Johann Lechner looked at him with satisfaction. “Well, we shall see,” he said as he placed a few small coins in the boy’s hand. “Just go look for the physician now, so that he may confirm the good health of the Stechlin woman.”
The boy had already run off when he called him back once more.
“But get the old physician, not the young one! Do you understand?” The boy nodded.
“The young one is a little too…” Johann Lechner hesitated, then he smiled. “Well, we all want to see the witch burning soon, don’t we?”
The boy nodded. The ardor in his eyes almost frightened Lechner.

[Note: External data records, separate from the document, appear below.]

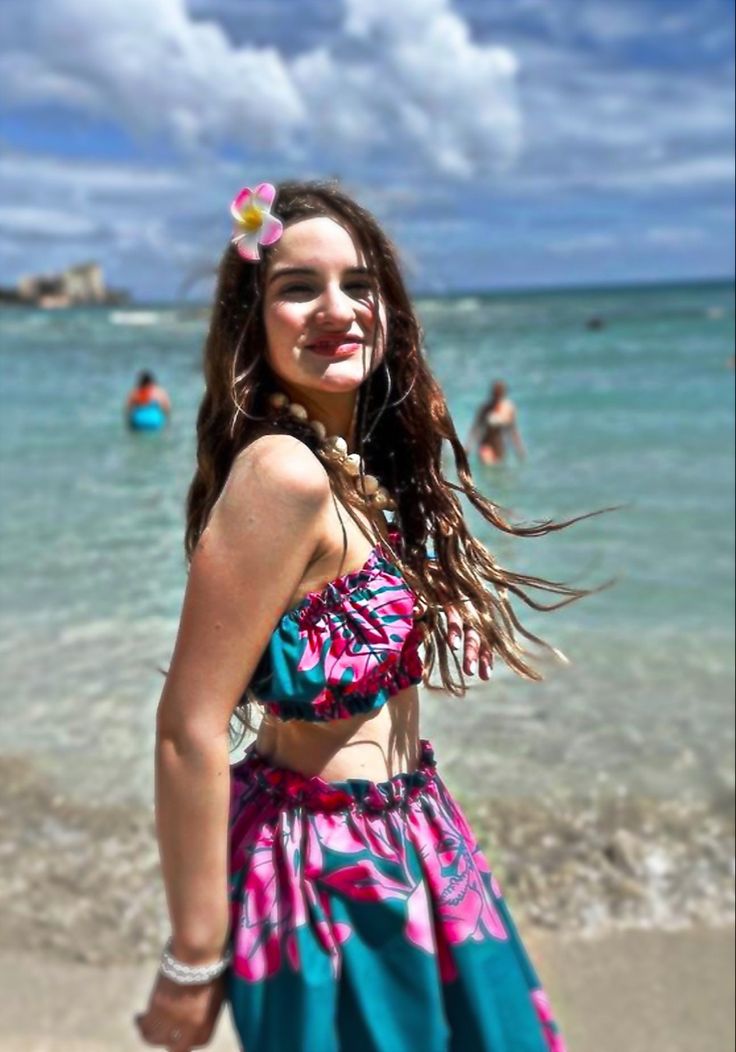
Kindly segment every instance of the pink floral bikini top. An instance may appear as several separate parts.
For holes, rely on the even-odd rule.
[[[389,534],[395,544],[397,533]],[[376,544],[360,570],[287,610],[248,692],[282,720],[325,722],[381,708],[422,681],[416,596]]]

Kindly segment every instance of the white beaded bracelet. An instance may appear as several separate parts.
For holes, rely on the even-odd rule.
[[[171,939],[169,938],[161,951],[159,968],[162,975],[179,986],[203,986],[222,975],[229,967],[231,959],[232,954],[228,950],[224,956],[211,965],[185,965],[183,960],[177,960],[172,955]]]

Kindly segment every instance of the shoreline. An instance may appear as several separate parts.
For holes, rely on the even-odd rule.
[[[734,1046],[733,928],[597,937],[522,928],[568,1052],[725,1052]],[[0,952],[3,1052],[136,1052],[156,962],[100,968]],[[223,1017],[212,1052],[236,1052]]]
[[[167,933],[149,808],[82,804],[0,757],[0,953],[101,968],[155,957]],[[734,923],[733,792],[692,805],[458,796],[514,919],[606,937]],[[43,909],[38,904],[43,903]]]

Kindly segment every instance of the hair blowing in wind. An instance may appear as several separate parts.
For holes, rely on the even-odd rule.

Rhythmic knocking, as if a heavy hammer was being pounded again and again against a door, had awakened Martha Stechlin. When she opened her eyes, she noticed that the hammer was raging inside her body. A pain such as she had never experienced before ran through her right hand at regular intervals. She looked down and saw a shapeless black and blue pig’s bladder. It took her a while to realize that this bladder was in fact her hand. The hangman had done a good job with the thumbscrews. Her fingers and the back of her hand were now swollen to more than twice their normal size.
She vaguely remembered having drunk the potion Jakob Kuisl gave her. It had tasted bitter, and she could imagine what it contained. She was a midwife, after all, and familiar with drugs made of thorn apple, monkshood, or mandrake. In small doses, Martha Stechlin had often used those as painkillers during childbirth. Of course no one was supposed to know this, as those plants were widely reputed to be witches’ herbs.